Segmenting a dataframe based on date with datetime column. Python-CodePudding

I have a dataframe named data as shown:

Date	Value	X1	X2	X3
2019-05	15	23	65	98
2019-05	34	132	56	87
2019-06	23	66	90	44

The date column is in a datetime format of Year-Month starting from 2017-01 and the most recent 2022-05. I want to write a piece that will extract data into separate data frames. More specifically I want one data frame to contain the rows of the current month and year (2022-05), another dataframe to contain to data from the previous month (2022-04), and one more dataframe that contains data from 12 months ago (2021-05).

For my code I have the following:

import pandas as pd
from datetime import datetime as dt

data = pd.read_csv("results.csv")
current = data[data["Date"].dt.month == dt.now().month]

My results show the following:

Date	Value	X1	X2	X3
2019-05	15	23	65	98
2019-05	34	132	56	87
2020-05	23	66	90	44

So I get the rows that match the current month but I need it to match the current year I assumed I could just add multiple conditions to match current month and current year but that did not seem to work for me. Also is there a way to write the code in such a way where I can extract the data from the previous month and the previous year based on what the current month-year is? My first thought was to just take the month and subtract 1 and do the same thing for the year and if the current year is in January I would just write an exception to subtract 1 from both the month and year for the previous month analysis.
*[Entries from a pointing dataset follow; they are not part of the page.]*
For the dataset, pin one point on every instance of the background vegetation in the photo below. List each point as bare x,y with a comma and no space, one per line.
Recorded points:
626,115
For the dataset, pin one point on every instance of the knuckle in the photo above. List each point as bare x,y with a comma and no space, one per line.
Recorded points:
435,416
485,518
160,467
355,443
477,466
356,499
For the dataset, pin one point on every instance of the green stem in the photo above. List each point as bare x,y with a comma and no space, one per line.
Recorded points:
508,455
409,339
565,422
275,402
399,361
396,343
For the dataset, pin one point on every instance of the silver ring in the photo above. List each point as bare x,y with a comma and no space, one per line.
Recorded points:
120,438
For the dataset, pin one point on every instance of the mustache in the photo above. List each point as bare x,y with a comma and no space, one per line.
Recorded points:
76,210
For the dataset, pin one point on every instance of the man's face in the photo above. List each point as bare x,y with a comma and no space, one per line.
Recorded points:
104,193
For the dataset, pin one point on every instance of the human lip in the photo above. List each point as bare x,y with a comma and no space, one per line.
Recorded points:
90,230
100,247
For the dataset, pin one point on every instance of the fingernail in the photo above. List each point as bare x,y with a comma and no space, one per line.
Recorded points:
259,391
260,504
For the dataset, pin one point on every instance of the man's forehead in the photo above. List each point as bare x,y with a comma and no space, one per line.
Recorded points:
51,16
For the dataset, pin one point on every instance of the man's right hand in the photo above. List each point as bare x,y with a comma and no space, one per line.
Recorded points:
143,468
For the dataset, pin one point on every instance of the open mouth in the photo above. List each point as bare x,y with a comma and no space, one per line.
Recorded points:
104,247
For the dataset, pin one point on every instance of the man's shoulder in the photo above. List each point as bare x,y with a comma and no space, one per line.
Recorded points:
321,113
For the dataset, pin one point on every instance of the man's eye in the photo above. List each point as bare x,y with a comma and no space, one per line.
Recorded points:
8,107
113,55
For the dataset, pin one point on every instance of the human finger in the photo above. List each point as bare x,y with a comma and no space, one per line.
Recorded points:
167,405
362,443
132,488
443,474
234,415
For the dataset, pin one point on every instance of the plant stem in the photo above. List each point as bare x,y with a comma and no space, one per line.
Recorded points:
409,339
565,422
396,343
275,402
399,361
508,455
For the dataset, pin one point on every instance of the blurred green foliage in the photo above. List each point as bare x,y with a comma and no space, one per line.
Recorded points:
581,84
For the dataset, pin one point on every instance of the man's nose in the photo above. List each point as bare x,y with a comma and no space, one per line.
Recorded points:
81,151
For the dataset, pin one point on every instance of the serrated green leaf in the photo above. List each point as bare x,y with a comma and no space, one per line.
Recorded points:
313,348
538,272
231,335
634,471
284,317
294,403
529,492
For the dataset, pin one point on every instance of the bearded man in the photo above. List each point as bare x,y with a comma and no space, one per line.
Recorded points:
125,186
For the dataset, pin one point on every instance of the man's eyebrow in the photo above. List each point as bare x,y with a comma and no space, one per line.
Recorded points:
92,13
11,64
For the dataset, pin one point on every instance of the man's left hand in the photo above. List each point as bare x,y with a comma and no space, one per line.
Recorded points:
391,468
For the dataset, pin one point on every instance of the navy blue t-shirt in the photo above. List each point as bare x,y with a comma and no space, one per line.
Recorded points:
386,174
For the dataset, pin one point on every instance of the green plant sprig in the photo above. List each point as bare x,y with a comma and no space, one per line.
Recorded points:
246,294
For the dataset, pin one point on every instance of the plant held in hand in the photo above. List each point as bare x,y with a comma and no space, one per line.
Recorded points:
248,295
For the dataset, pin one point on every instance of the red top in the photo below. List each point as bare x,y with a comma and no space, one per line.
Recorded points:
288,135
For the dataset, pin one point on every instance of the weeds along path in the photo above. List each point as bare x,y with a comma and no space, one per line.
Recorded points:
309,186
CodePudding user response：

Split your DF into a dict of DFs and then access the one you want directly by the date (YYYY-MM).

index	Date	Value	X1	X2	X3
0	2017-04	15	23	65	98
1	2019-05	34	132	56	87
2	2021-06	23	66	90	44

dfs = {x:df[df.Date == x ] for x in df.Date.unique()}
dfs['2017-04']

index	Date	Value	X1	X2	X3
0	2017-04	15	23	65	98

CodePudding user response：

You can do this with a groupby operation, which is a first-class kind of thing in tabular analysis (sql/pandas). In this case, you want to group by both year and month, creating dataframes:

dfs = []
for key, group_df in df.groupby([df.Date.dt.year, df.Date.dt.month]):
    dfs.append(group_df)

dfs will have the subgroups you want.

One thing: it's worth noting that there is a performance cost breaking dataframes into list items. Its just as likely that you could do whatever processing comes next directly in the groupby statement, such as df.groupby(...).X1.transform(sum) for example.